Data storage

Pimlico needs to know where to put and find output files as it executes, in order to store data and pass it between modules. On any particular system running Pimlico, multiple locations (stores) may be used as storage and Pimlico will check all of them when it’s looking for a module’s data.

Single store

Let’s start with a simple setup with just one store. A setting store in the local config (see Local configuration) specifies the root directory of this store. This applies to all Pimlico pipelines you run on this system and Pimlico will make sure that different pipelines don’t interfere with each other’s output (provided you give them different names).

When you run a pipeline module, its output will be stored in a subdirectory specific to that pipeline and that module with the store’s root directory. When Pimlico needs to use that data as input to another module, it will look in the appropriate directory within the store.

Multiple stores

For various reasons, you may wish to store Pimlico data in multiple locations.

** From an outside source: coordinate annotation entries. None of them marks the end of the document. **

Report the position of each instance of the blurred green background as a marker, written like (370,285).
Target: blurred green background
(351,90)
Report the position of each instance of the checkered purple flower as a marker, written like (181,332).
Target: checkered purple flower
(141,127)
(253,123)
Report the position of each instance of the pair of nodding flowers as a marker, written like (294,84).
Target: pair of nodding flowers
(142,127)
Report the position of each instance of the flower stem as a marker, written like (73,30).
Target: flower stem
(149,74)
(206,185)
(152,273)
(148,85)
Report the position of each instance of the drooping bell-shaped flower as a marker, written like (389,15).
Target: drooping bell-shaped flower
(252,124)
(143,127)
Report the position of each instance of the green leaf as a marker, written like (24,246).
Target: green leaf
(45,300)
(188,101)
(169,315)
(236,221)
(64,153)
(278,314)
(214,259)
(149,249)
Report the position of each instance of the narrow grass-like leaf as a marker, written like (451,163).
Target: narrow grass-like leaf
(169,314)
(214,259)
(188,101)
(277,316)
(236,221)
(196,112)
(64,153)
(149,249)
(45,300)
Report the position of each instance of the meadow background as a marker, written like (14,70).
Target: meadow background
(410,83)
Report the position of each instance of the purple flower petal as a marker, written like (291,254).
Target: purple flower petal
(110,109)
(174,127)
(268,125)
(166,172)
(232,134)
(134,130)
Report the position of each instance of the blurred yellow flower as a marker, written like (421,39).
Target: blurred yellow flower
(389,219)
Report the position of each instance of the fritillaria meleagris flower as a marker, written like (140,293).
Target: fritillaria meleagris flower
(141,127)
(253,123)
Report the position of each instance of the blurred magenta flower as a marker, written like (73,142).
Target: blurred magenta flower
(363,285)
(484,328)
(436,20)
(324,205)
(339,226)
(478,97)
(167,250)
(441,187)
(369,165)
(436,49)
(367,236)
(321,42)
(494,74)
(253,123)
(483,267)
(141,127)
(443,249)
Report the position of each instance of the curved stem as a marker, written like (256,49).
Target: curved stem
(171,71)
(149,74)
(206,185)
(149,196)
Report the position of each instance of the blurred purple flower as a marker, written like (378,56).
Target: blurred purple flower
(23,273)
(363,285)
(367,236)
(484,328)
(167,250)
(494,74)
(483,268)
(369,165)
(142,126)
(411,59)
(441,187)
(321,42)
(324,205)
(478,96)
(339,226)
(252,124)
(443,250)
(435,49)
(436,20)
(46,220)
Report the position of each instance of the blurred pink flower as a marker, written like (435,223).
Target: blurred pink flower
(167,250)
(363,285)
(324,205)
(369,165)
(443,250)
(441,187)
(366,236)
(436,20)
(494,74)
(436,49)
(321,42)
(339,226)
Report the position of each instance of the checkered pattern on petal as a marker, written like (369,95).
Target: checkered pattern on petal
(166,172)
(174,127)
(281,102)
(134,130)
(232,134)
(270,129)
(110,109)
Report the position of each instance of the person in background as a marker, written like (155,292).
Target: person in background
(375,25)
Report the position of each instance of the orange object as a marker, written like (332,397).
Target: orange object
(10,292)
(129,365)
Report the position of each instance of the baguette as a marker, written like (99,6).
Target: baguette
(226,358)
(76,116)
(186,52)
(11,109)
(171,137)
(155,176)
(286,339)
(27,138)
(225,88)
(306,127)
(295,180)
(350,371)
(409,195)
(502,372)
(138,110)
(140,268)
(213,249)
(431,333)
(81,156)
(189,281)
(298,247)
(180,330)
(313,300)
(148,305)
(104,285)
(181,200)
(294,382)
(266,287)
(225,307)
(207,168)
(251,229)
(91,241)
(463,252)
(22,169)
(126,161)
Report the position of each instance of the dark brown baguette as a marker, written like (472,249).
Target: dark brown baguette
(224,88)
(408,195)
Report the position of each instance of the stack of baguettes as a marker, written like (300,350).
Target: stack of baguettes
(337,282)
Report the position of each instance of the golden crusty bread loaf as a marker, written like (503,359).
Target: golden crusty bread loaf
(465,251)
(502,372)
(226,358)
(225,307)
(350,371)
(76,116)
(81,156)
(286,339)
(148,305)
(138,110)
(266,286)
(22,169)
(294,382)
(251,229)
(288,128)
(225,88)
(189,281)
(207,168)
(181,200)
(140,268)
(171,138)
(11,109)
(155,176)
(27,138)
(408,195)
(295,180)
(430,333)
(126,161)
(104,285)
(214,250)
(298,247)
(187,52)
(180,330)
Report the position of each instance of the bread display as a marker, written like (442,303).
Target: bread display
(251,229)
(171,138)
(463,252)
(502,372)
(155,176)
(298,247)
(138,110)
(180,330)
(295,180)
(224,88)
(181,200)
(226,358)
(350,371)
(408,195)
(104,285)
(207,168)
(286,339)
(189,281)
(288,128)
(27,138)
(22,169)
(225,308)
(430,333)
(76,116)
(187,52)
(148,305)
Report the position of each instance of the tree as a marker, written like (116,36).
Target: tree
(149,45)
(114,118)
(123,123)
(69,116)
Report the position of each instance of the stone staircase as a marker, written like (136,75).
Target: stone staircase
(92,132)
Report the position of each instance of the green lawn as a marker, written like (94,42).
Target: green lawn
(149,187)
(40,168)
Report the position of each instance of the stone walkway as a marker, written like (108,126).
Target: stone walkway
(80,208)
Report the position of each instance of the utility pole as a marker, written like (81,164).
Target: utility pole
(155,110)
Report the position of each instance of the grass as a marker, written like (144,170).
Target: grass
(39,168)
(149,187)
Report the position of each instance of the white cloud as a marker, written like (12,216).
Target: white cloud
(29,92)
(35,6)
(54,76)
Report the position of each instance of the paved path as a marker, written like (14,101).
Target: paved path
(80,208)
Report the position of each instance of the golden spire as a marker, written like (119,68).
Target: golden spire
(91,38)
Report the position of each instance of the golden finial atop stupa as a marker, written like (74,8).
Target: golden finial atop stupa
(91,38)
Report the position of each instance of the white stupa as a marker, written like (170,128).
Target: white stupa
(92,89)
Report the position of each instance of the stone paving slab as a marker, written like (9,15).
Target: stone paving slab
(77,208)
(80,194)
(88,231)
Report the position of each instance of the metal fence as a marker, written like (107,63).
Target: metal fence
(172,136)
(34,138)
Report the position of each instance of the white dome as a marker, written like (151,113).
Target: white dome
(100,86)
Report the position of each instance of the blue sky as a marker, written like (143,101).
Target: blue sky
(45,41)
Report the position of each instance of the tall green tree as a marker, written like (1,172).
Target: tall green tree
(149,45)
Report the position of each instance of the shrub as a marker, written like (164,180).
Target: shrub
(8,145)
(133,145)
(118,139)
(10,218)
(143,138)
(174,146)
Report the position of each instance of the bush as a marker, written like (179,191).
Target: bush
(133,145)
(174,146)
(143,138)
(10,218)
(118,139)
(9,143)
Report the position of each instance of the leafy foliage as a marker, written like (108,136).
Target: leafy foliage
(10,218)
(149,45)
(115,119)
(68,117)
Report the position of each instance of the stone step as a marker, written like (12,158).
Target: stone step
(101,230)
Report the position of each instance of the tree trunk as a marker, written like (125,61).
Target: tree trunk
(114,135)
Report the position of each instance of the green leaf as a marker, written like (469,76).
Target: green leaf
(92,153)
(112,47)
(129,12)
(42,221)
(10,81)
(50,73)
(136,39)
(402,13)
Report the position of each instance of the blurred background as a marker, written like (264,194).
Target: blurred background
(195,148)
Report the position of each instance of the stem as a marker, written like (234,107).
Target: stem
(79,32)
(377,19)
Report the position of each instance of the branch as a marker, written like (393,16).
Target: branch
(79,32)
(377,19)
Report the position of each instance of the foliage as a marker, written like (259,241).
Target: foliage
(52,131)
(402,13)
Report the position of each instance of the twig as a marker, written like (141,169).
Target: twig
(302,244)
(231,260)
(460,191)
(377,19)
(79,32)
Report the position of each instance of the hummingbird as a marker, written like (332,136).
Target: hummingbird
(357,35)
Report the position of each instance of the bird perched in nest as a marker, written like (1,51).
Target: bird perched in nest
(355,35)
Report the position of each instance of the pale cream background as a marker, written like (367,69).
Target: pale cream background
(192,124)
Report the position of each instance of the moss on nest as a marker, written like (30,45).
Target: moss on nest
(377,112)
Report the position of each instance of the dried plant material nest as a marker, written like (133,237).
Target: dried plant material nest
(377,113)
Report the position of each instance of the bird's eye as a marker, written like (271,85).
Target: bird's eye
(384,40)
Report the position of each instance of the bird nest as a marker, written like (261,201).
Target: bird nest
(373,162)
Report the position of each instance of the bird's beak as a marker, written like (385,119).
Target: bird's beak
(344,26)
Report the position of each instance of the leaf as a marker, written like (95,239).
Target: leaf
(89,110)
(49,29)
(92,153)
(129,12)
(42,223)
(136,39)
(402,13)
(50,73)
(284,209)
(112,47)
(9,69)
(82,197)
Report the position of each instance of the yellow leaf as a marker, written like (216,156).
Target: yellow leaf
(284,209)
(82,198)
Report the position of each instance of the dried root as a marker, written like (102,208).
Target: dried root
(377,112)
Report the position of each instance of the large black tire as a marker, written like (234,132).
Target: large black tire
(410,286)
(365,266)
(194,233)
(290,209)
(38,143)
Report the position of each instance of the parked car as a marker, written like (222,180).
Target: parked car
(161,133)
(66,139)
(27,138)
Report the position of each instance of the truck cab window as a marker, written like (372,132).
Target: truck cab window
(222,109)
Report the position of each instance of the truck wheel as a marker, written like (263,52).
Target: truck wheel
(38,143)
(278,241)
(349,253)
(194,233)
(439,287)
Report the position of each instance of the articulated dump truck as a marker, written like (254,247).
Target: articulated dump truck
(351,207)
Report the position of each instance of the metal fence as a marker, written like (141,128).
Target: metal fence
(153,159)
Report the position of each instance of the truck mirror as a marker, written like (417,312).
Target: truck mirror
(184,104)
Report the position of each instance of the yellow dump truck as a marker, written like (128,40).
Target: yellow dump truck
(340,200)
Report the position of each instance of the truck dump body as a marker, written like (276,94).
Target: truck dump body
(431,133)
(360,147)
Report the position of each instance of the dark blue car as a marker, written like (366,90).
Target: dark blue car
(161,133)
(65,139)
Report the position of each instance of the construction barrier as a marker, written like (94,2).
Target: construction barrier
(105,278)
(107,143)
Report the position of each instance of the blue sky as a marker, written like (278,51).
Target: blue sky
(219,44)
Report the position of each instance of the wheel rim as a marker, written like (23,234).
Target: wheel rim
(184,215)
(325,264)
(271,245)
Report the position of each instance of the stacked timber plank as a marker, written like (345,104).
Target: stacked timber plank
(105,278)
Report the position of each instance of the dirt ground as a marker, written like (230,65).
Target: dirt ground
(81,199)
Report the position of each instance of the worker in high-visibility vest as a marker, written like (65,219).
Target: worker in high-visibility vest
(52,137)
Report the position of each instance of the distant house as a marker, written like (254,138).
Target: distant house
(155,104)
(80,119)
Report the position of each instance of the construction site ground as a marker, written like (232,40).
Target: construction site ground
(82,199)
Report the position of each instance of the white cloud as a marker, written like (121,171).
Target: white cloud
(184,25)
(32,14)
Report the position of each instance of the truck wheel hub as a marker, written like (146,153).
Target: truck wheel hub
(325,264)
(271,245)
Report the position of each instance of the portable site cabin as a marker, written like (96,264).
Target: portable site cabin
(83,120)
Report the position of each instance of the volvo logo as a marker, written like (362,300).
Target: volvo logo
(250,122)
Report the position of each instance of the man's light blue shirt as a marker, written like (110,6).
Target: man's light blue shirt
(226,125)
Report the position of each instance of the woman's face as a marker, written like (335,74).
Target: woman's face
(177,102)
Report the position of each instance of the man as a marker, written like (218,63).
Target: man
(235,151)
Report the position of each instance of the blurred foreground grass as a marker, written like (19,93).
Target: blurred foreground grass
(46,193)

For example, one common scenario is that you have access to a disk that is fast to write to (call it fast-disk), but not very big, and another disk (e.g. over a network filesystem) that has lots of space, but is slower (call it big-disk). You therefore want Pimlico to output its data, much of which might only be used fleetingly and then no longer needed, to fast-disk, so the processing runs quickly. Then, you want to move the output from certain modules over to big-disk, to make space on fast-disk.

We can define two stores for Pimlico to use and give them names. The first (“fast”) will be used to output data to (just like the sole store in the previous section). The second (“big”), however, will also be checked for module data, meaning that we can move data from “fast” to “big” whenever we like.

Instead of using the store parameter in the local config, we use multiple store_<name> parameters. One of them (the first one, or the one given by store with no name, if you include that) we be treated as the default output store.

Specific the locations in the local config like this:

store_fast=/path/to/fast/store
store_big=/path/to/big/store

Remember, these paths are not specific to a pipeline: all pipelines will use different subdirectories of these ones.

To check what stores you’ve got in your current configuration, use the stores command.

Moving data between stores

Say you’ve got a two-store setup like in the previous example. You’ve now run a module that produces a lot of output and want to move it to your big disk and have Pimlico read it from there.

You don’t need to replicate the directory structure yourself and move module output between stores. Pimlico has a command movestores to do this for you. Specify the name of the store you want to move data to (big in this case) and the names or numbers of the modules whose data you want to move.

Once you’ve done that, Pimlico should continue to behave as it did before, just as if the data was still in its original location.

Updating from the old storage system

Prior to v0.8, Pimlico used a different system of storage locations. If you have a local config file (~/.pimlico) from an earlier version you will see deprecation warnings.

Change something like this:

long_term_store=/path/to/long/store
short_term_store=/path/to/short/store

to something like this:

store_long=/path/to/long/store
store_short=/path/to/short/store

Or, if you only ever needed one storage location, simply this:

store=/path/to/store